All nine lifers at NSC will be interviewed today, so further reports can be sent to the Home Office to help decide if they are ready to return

to the outside world. The Home Office will make the final decision; they are traditionally rather conservative and accept about 60 per cent of the board’s recommendations. The board convenes at 9 am when Linda, the lifers’ probation officer, is joined by the deputy governor, Mr Berlyn, a psychiatrist called Christine and the lifers’ prison officer.

The first prisoner in front of the board is Peter, who set fire to a police station. He’s so far served thirty-one years, and frankly is now a great helpless hunk of a man who has become so institutionalized that the parole board will probably have to transfer him straight to an old-peoples’ home. Peter told me he has to serve at least another eighteen months before the board would be willing to consider his case. I don’t think he’ll ever be released, other than in a coffin.

The next to come in front of the board is Leon.

The biggest problem lifers face is their prison records. For the first ten years of their sentences, they can see no light at the end of the tunnel, so the threat of another twenty-eight days added to their sentence is hardly a deterrent. After ten years, Linda says there is often a sea change in a lifer’s attitude that coincides with their move to a B-cat and then again when they reach a C-cat. This is even more pronounced when they finally arrive at a D-cat and can suddenly believe release is possible.

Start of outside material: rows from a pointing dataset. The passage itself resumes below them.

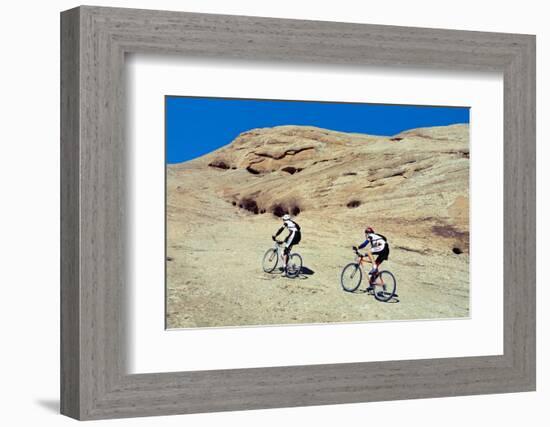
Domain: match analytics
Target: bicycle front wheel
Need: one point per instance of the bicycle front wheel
(351, 277)
(270, 260)
(294, 265)
(384, 286)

By the way, it’s almost unknown for a lifer to abscond. Not only would they be returned to an A-cat closed prison, but its possible they never would be considered for parole again.

However, most of the lifers being interviewed today have led a farily blameless existence for the past five years, although there are often scars, missing teeth and broken bones to remind them of their first ten years in an A-cat.

During the day, each of them goes meekly in to face the board. No swagger, no swearing, no attitude; that alone could set them back another year.

Leon is followed by Michael, then Chris, Roger, Bob, John, John and John (a coincidence not acceptable in a novel). At the end of the day, Linda comes out exhausted. By the way, they all adore her. She not only knows their life histories to the minutest detail, but also treats them as human beings.

4.00 pm

Only one other incident of note today — the appearance at SMU of a man who killed a woman in a road accident and was sentenced to three years for dangerous driving. He’s a mild-mannered chap who asked me for help with his book on Kurdistan. Mr New tells me that he is going to be transferred to another jail. The husband of his victim lives in Boston and, as the inmate is coming up for his first town visit, the victim’s husband has objected on the grounds that he might come across him in his daily life.

The inmate joins me after his meeting with Mr New. He’s philosophical about the decision. He accepts that the victim’s family have every right to ask for him to be moved. He’s so clearly racked with guilt, and seems destined to relive this terrible incident for the rest of his life, that I find myself trying to comfort him. In truth, he’s a different kind of lifer.

10.00 pm

It must be Guy Fawkes Day, because from my little window I can see fireworks exploding over Boston.